Principal pharmacist for the Ladywell Unit within the South London and Maudsley NHS Foundation Trust.
People with serious mental illnesses (SMI) live on average 15-20 years less than the general population, partly due to physical health comorbidities. Improving the physical health knowledge of mental health pharmacists could assist in reducing the mortality gap in people with SMI. We describe the development and implementation of educational materials for mental health pharmacists at a large UK mental health trust.
Physical health training needs were identified using a survey with pharmacists. We implemented (1) monthly, educational webinars covering different physical health topics, and (2) specific physical health guidelines, circulated to all mental health trust pharmacists. Questionnaires and interviews were undertaken with pharmacists to evaluate impact and implementation.
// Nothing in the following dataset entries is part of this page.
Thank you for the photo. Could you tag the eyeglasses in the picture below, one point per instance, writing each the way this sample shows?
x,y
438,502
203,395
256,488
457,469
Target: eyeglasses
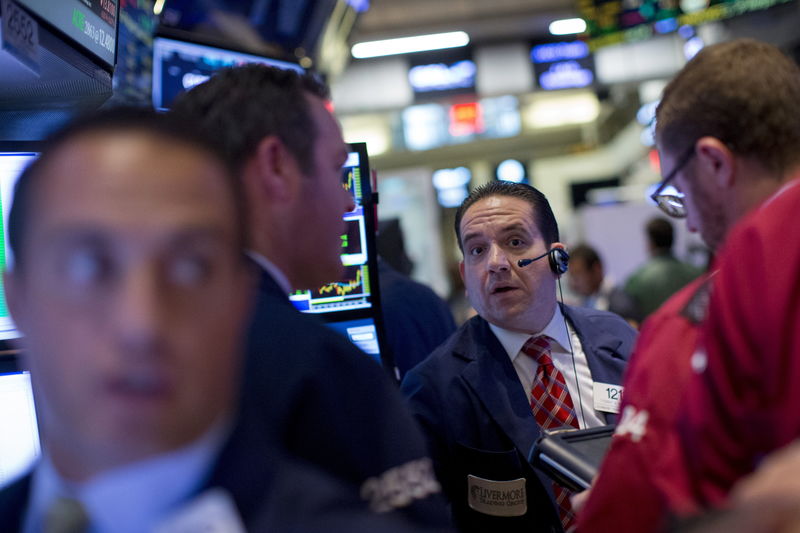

106 individual staff attended the webinars. Common themes from the questionnaire (n=15) and interviews (n=8) were that the webinars were ‘good-refreshers’, concise and provided appropriate level, pharmacy specific information. Common barriers for webinar attendance were high workload and other work commitments. 50% of the interviewed pharmacists were not aware of the guidelines and only two pharmacists had read them. The implementation evaluation further revealed that the co-design approach with pharmacists enabled interprofessional relationships (ie acute and mental health pharmacists) and tailoring of educational content. Trust-wide pharmacy leadership buy-in and administrative support also boosted implementation.
These barriers reflect the challenges of developing interventions in a pressurised hospital setting. To overcome these barriers, co-designing with expert pharmacists is key. Regular meetings, establishing role clarity and accountability, building a relationship with the acute hospital pharmacy team, and dedicated funding enabled this.
Continual education for clinicians is key to ensuring service users experience the best available care including physical healthcare expertise. To sustain the interventions, dedicated administrative and leadership resource is required to establish accountability and responsibility. We also identified the need to publicise implementations and improve access to resources.